そんな少年に、沙世はこくんと頷いて言葉を続けた。


「うん・・・・。あのね、みんな怖いの。いつ、だれが暴れだすのかって・・・・」

「そうか・・・・だから君は悲しいんだね」

「?」

「大好きな人達が、大好きな誰かを傷つけていく・・・・・それが怖いと同時に、悲しい」


あぁ・・・・。と、沙世は少年の言葉に納得した。

そうだ、皆大好きなのに、皆傷ついていく。傷つけた人も、傷つけられた人も、相応に悲しい思いをする。
だって、それは望んでいたことではないから・・・・・。望んでやっていることではないくらい、幼い沙世にだってわかる。
大好きな人を、望まないのに傷つけてしまう。それはどんなに苦しく、辛いことだろうか。
そのことを思い、沙世は悲しんで涙する。


「みんな、傷つけていく・・・・傷ついていく・・・・・・・」

「そう、だから悲しい。

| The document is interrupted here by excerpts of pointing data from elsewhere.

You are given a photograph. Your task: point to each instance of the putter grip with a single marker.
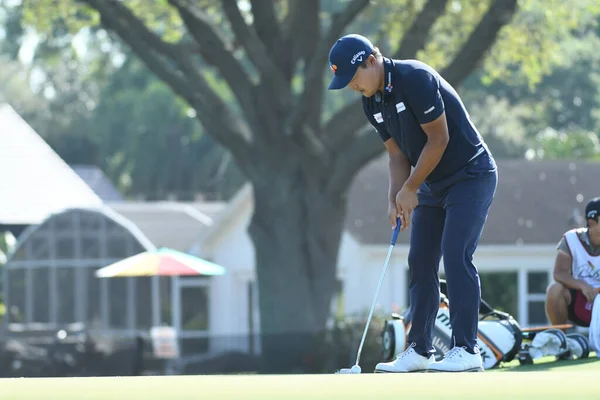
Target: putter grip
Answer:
(396, 230)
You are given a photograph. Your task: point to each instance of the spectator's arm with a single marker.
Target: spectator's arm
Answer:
(562, 271)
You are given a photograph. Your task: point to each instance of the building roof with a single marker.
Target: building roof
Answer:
(35, 182)
(96, 179)
(170, 224)
(535, 203)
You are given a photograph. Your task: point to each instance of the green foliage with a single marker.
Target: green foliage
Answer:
(530, 47)
(551, 144)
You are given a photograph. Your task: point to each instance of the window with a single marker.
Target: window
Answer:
(93, 312)
(117, 302)
(143, 302)
(194, 308)
(537, 282)
(16, 292)
(537, 313)
(41, 294)
(65, 298)
(500, 290)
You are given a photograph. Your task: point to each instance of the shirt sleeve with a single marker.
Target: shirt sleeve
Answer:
(378, 126)
(422, 94)
(564, 246)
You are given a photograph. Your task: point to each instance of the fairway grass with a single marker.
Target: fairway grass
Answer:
(565, 379)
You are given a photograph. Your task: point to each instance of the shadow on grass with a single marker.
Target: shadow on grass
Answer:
(550, 363)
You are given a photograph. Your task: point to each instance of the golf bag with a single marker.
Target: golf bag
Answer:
(499, 337)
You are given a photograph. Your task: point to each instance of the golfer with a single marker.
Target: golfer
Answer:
(447, 194)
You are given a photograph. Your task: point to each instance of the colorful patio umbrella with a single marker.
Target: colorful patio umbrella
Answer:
(161, 262)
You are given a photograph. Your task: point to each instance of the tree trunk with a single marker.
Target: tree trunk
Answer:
(296, 230)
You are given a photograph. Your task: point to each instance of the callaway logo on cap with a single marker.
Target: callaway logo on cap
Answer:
(346, 55)
(592, 210)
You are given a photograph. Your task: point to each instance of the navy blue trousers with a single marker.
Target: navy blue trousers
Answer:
(448, 223)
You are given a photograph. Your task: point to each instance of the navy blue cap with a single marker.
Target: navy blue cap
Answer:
(345, 57)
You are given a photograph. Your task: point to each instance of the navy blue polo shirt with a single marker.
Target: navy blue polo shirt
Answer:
(415, 94)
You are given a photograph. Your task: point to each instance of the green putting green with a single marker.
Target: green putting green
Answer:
(543, 380)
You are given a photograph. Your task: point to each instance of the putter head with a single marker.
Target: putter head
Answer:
(354, 370)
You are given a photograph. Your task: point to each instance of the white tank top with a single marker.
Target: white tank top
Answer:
(585, 267)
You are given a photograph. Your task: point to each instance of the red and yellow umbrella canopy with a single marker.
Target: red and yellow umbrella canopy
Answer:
(161, 262)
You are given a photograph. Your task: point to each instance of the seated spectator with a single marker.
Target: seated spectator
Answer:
(576, 272)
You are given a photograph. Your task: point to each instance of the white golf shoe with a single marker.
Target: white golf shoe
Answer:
(407, 361)
(458, 359)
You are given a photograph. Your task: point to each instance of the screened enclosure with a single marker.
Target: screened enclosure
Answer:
(50, 278)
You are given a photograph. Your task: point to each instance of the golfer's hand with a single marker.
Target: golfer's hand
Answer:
(393, 214)
(589, 292)
(406, 202)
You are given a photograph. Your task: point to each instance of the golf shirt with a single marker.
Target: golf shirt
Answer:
(415, 94)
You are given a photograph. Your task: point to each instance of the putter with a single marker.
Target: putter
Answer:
(356, 368)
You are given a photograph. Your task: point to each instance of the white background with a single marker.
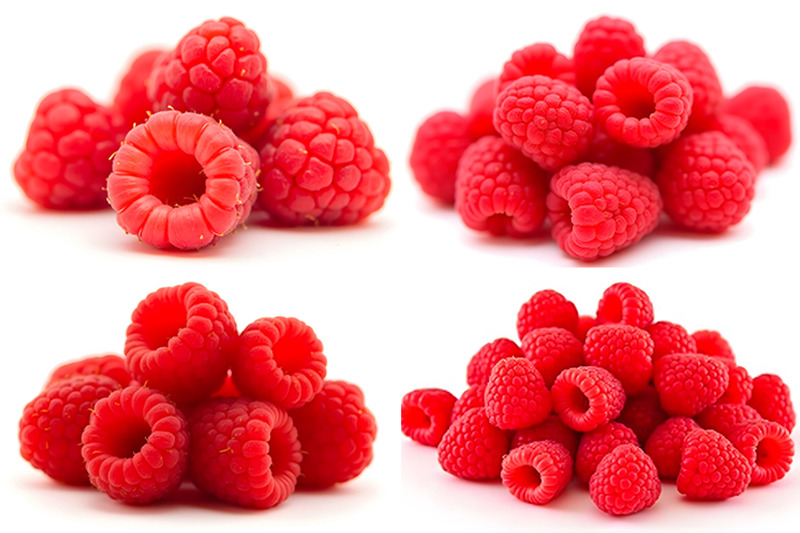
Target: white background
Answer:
(405, 299)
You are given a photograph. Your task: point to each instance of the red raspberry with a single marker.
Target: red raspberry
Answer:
(216, 69)
(597, 210)
(586, 397)
(642, 102)
(473, 448)
(625, 482)
(65, 161)
(279, 360)
(547, 120)
(182, 180)
(688, 383)
(319, 165)
(336, 431)
(601, 43)
(537, 472)
(711, 467)
(180, 341)
(425, 415)
(51, 425)
(244, 452)
(516, 395)
(499, 190)
(625, 351)
(707, 183)
(136, 445)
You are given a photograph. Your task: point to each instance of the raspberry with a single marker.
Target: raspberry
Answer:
(537, 472)
(182, 180)
(65, 161)
(499, 190)
(586, 397)
(279, 360)
(336, 432)
(319, 165)
(597, 210)
(546, 119)
(642, 102)
(516, 395)
(711, 467)
(706, 182)
(425, 415)
(180, 341)
(473, 448)
(136, 445)
(625, 482)
(51, 425)
(244, 452)
(688, 383)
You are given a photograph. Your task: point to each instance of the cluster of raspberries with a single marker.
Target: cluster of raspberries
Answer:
(600, 144)
(246, 416)
(198, 136)
(615, 399)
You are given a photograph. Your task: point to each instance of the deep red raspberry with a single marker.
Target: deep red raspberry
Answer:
(586, 397)
(688, 383)
(180, 341)
(65, 161)
(706, 182)
(336, 431)
(425, 415)
(473, 448)
(244, 451)
(279, 360)
(181, 180)
(537, 472)
(547, 120)
(136, 445)
(625, 482)
(320, 165)
(711, 467)
(499, 190)
(596, 210)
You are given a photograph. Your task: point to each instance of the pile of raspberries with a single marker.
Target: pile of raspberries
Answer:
(600, 144)
(246, 416)
(616, 400)
(198, 136)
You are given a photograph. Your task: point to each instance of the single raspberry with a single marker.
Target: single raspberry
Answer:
(180, 341)
(320, 165)
(547, 120)
(51, 425)
(642, 102)
(688, 383)
(711, 467)
(279, 360)
(601, 43)
(336, 432)
(706, 182)
(596, 210)
(499, 190)
(425, 415)
(472, 448)
(181, 180)
(665, 445)
(65, 161)
(244, 451)
(586, 397)
(625, 482)
(136, 445)
(625, 351)
(516, 395)
(537, 472)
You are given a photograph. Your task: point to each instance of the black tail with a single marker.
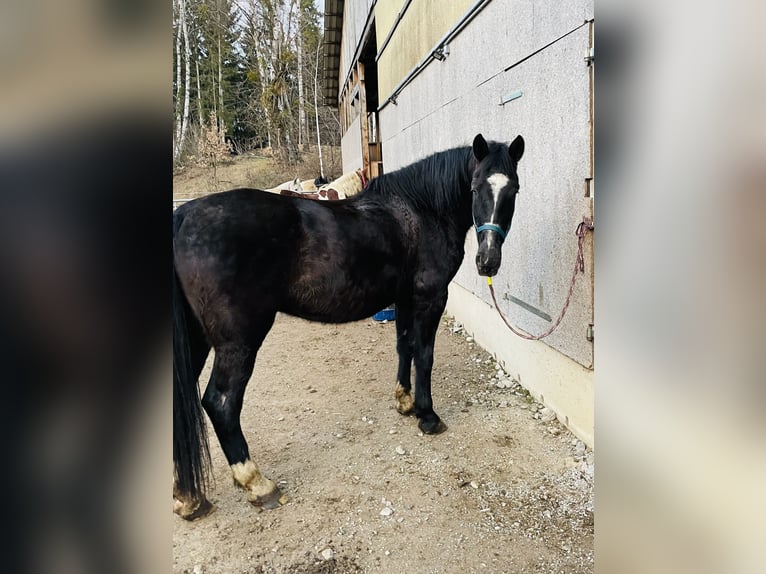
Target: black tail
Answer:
(191, 456)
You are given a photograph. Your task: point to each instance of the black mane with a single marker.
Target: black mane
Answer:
(434, 183)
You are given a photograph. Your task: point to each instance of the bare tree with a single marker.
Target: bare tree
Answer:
(184, 119)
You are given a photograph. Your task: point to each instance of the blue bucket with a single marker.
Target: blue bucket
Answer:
(387, 314)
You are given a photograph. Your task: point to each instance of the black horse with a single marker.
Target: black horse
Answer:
(241, 256)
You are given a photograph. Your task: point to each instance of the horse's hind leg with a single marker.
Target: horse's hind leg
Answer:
(187, 507)
(234, 362)
(425, 324)
(403, 392)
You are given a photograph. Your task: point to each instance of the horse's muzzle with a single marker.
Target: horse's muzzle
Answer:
(488, 261)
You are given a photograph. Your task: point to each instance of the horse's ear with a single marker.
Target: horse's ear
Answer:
(480, 147)
(516, 149)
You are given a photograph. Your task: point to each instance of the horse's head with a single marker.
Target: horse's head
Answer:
(494, 187)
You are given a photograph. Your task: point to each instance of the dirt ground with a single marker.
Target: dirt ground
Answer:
(504, 489)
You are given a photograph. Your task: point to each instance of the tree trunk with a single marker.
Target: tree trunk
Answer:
(301, 98)
(316, 108)
(187, 70)
(221, 127)
(184, 116)
(177, 137)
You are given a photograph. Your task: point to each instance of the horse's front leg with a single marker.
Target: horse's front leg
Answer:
(223, 404)
(425, 323)
(403, 393)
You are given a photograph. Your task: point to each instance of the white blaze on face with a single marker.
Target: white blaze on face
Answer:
(496, 181)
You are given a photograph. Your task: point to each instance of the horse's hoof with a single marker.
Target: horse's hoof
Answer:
(269, 501)
(189, 511)
(404, 402)
(432, 427)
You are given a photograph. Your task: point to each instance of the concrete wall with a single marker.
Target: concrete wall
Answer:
(351, 146)
(451, 101)
(421, 26)
(536, 47)
(355, 14)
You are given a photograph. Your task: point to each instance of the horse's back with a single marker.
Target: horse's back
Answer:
(233, 251)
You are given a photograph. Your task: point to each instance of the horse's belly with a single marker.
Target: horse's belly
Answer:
(340, 299)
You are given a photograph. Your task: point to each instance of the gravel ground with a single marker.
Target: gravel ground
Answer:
(505, 489)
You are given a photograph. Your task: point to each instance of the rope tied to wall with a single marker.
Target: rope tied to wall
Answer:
(579, 267)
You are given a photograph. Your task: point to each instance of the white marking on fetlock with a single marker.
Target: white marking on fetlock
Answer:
(247, 475)
(404, 402)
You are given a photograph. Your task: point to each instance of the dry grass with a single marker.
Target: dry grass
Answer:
(250, 170)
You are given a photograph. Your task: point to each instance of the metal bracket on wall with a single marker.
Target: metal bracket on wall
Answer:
(510, 97)
(591, 57)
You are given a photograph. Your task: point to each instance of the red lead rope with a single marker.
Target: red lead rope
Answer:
(585, 225)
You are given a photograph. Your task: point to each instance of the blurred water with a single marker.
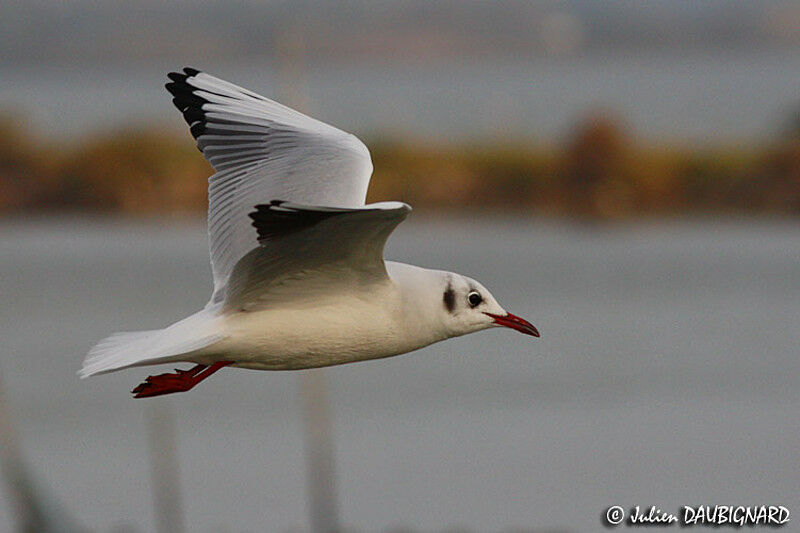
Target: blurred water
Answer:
(667, 374)
(696, 96)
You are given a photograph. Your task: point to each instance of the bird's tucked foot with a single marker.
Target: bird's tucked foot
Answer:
(179, 381)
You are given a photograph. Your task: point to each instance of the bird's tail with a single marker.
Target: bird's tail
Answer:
(137, 348)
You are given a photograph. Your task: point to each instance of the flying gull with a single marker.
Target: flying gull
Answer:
(297, 257)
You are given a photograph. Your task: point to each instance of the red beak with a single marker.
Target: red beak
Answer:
(515, 322)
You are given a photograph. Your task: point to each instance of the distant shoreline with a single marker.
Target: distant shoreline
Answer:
(599, 173)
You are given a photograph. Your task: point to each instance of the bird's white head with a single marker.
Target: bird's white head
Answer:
(467, 306)
(445, 304)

・・・・・・君は優しいね」

「・・・優しい?」

「うん。だって、君は自分の身を案じるより何よりも、周りの人達を気に掛けている。それを優しいって言うんだよ」

「それじゃあ、お兄ちゃんも優しいね」

「えっ・・・・・」


沙世の言葉に、少年は驚いたように目を見開いた。
意外なことを言われたと、その大きく開かれた瞳は語っていた。
そんな少年の様子などお構いなしに、沙世はにっこりと目の前にいる少年に微笑んだ。


「だってお兄ちゃん、こうして沙世のことを気にかけてくれてるでしょ?それって自分じゃなくて他の人を気にしてくれてるってことだよね?だったら、お兄ちゃんは優しいよ」

「・・・・・・・・・」

「?お兄ちゃん??」


ふいに口篭った少年を、沙世はどうしたのだろう?と仰ぎ見た。
けれど、逆光の為か、少年の表情を窺い見ることはできなかった。

少年は沙世の頭を一撫ですると、徐に立ち上がらせ、ぽんとその背を村の方向へと軽く押し遣った。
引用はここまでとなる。